Mit zitternden Beinen schleppte ich mich durch die Kälte. Ein Fenster? Es war noch kälter als zuvor. Es war schmerzhaft und ich hatte alle meine Tricks aufgebraucht. Selbst Rufus litt unter der Kälte. Er japste auf. Folgte mir nur langsam. Doch ich konnte ihn nicht tragen, meine Kraft reichte nicht für die fast zehn Kilometer. 
Dabei hatte ich schon mehr als die Hälfte hinter mir. Ich musste bei Kilometer Acht sein. Jedenfalls hoffte ich das. Denn die Sonne würde in weniger als einer Stunde untergehen. Wäre die Sonne erstmal weg, gäbe es keinerlei Wärme mehr. 

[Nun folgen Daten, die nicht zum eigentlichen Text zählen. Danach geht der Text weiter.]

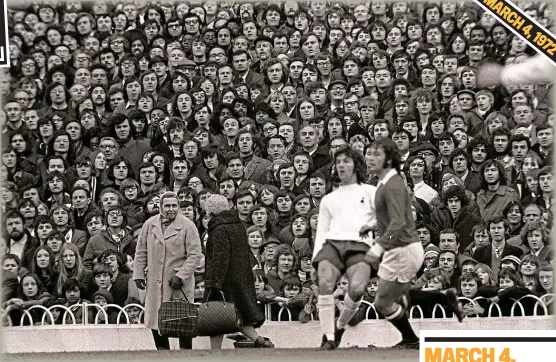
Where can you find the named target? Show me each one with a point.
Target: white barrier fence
(84, 310)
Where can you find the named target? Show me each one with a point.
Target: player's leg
(386, 302)
(328, 276)
(446, 298)
(397, 268)
(358, 277)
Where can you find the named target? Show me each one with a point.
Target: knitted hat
(216, 204)
(464, 259)
(269, 241)
(511, 258)
(432, 250)
(104, 293)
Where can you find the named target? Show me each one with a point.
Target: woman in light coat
(169, 246)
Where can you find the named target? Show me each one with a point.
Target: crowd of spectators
(107, 105)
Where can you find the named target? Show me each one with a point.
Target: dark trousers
(164, 343)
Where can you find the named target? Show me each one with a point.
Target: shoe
(404, 301)
(327, 345)
(407, 344)
(263, 343)
(453, 304)
(338, 333)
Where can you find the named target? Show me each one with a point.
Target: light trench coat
(177, 251)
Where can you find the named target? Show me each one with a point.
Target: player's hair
(360, 167)
(391, 151)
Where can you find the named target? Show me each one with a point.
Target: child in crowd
(292, 298)
(133, 311)
(199, 288)
(31, 292)
(73, 290)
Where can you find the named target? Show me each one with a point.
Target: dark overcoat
(227, 266)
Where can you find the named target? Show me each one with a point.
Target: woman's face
(228, 98)
(55, 243)
(260, 217)
(458, 46)
(469, 288)
(30, 287)
(207, 87)
(518, 44)
(446, 184)
(505, 283)
(150, 83)
(94, 226)
(528, 268)
(447, 87)
(546, 280)
(535, 240)
(306, 110)
(120, 171)
(255, 240)
(43, 259)
(145, 104)
(231, 127)
(69, 258)
(299, 226)
(100, 161)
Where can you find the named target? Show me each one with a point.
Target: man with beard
(20, 242)
(317, 188)
(276, 148)
(478, 148)
(309, 140)
(494, 195)
(131, 149)
(170, 247)
(148, 174)
(264, 49)
(500, 139)
(235, 168)
(256, 168)
(519, 146)
(493, 253)
(180, 172)
(84, 170)
(446, 145)
(175, 136)
(241, 60)
(459, 161)
(286, 177)
(544, 146)
(82, 204)
(244, 201)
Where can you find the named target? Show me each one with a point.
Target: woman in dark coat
(226, 270)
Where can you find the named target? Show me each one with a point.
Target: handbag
(218, 317)
(177, 318)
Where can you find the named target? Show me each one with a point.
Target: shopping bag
(177, 318)
(218, 317)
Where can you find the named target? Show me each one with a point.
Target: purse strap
(221, 293)
(184, 297)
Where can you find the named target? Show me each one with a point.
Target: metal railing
(81, 312)
(75, 313)
(540, 304)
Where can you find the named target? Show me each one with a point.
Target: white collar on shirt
(387, 177)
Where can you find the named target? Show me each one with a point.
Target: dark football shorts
(341, 253)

Wieder japste Rufus. "Komm schon, wir haben es gleich geschafft." Sagte ich und keuchte bei dem Schmerz den die Kälte in meine Lungen brachte.
Er war noch geschwächt. Auch wenn die Wunde gut verheilt war, so war er längst nicht so beweglich. Seine Kondition hatte gelitten. Ich konnte es ihm nicht verübeln. 

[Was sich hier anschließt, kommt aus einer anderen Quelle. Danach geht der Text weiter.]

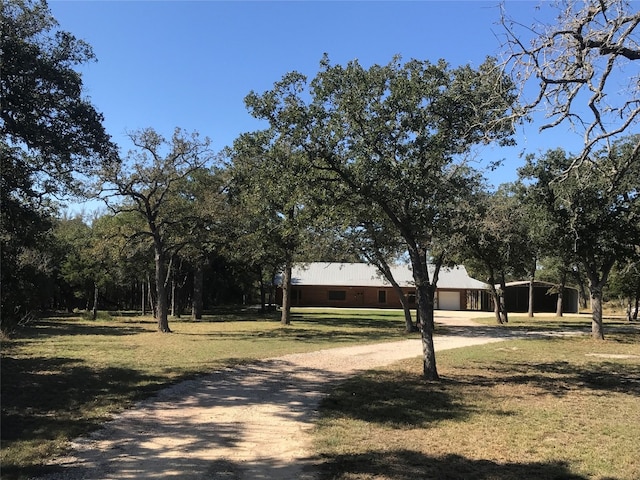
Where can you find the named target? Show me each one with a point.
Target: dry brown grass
(543, 409)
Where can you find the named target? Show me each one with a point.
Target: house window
(340, 295)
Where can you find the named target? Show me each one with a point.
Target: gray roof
(364, 275)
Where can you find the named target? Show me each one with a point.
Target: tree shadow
(410, 465)
(181, 429)
(74, 326)
(397, 400)
(559, 378)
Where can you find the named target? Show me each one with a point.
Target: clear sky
(189, 64)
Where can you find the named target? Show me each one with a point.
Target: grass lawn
(557, 408)
(64, 376)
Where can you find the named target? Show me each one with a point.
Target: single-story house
(545, 297)
(322, 284)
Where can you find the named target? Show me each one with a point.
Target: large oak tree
(49, 134)
(395, 135)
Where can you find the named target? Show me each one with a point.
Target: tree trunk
(161, 291)
(94, 313)
(532, 280)
(597, 330)
(504, 316)
(152, 302)
(559, 302)
(286, 296)
(197, 303)
(174, 310)
(263, 291)
(408, 322)
(143, 304)
(634, 316)
(495, 295)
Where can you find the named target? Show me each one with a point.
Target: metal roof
(364, 275)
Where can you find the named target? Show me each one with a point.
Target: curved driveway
(246, 423)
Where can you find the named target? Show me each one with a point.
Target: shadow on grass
(394, 399)
(51, 327)
(410, 465)
(46, 398)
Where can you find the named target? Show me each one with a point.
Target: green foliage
(48, 134)
(535, 409)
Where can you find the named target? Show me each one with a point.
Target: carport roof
(364, 275)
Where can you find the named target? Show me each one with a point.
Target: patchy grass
(558, 408)
(64, 376)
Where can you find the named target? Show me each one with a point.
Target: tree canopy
(395, 135)
(49, 134)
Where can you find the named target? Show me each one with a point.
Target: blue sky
(189, 64)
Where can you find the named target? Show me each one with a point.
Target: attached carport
(545, 297)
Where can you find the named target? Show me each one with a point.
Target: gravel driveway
(245, 423)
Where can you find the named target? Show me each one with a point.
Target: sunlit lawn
(518, 409)
(64, 376)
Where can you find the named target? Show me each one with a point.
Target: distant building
(361, 285)
(545, 297)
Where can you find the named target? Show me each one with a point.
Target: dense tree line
(368, 164)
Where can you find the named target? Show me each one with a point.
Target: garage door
(449, 300)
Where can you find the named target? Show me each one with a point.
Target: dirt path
(244, 423)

"Nur noch über den Hügel." Sagte ich mit zusammengebissenen Zähnen. Doch es war genau das, was ich mir auch die ganze Zeit sagte. 
Dabei tat ich nur einen Schritt nach dem anderen. Schritt. Schritt. Schritt. Mehr gab es nicht. Schritt. Schritt. Schritt. Ich tat das aus einem guten Grund. Und ich wusste dieser Grund würde Rufus ebenso gefallen. Doch an der Kälte, Anstrengung und absoluten Erschöpfung änderte das nichts.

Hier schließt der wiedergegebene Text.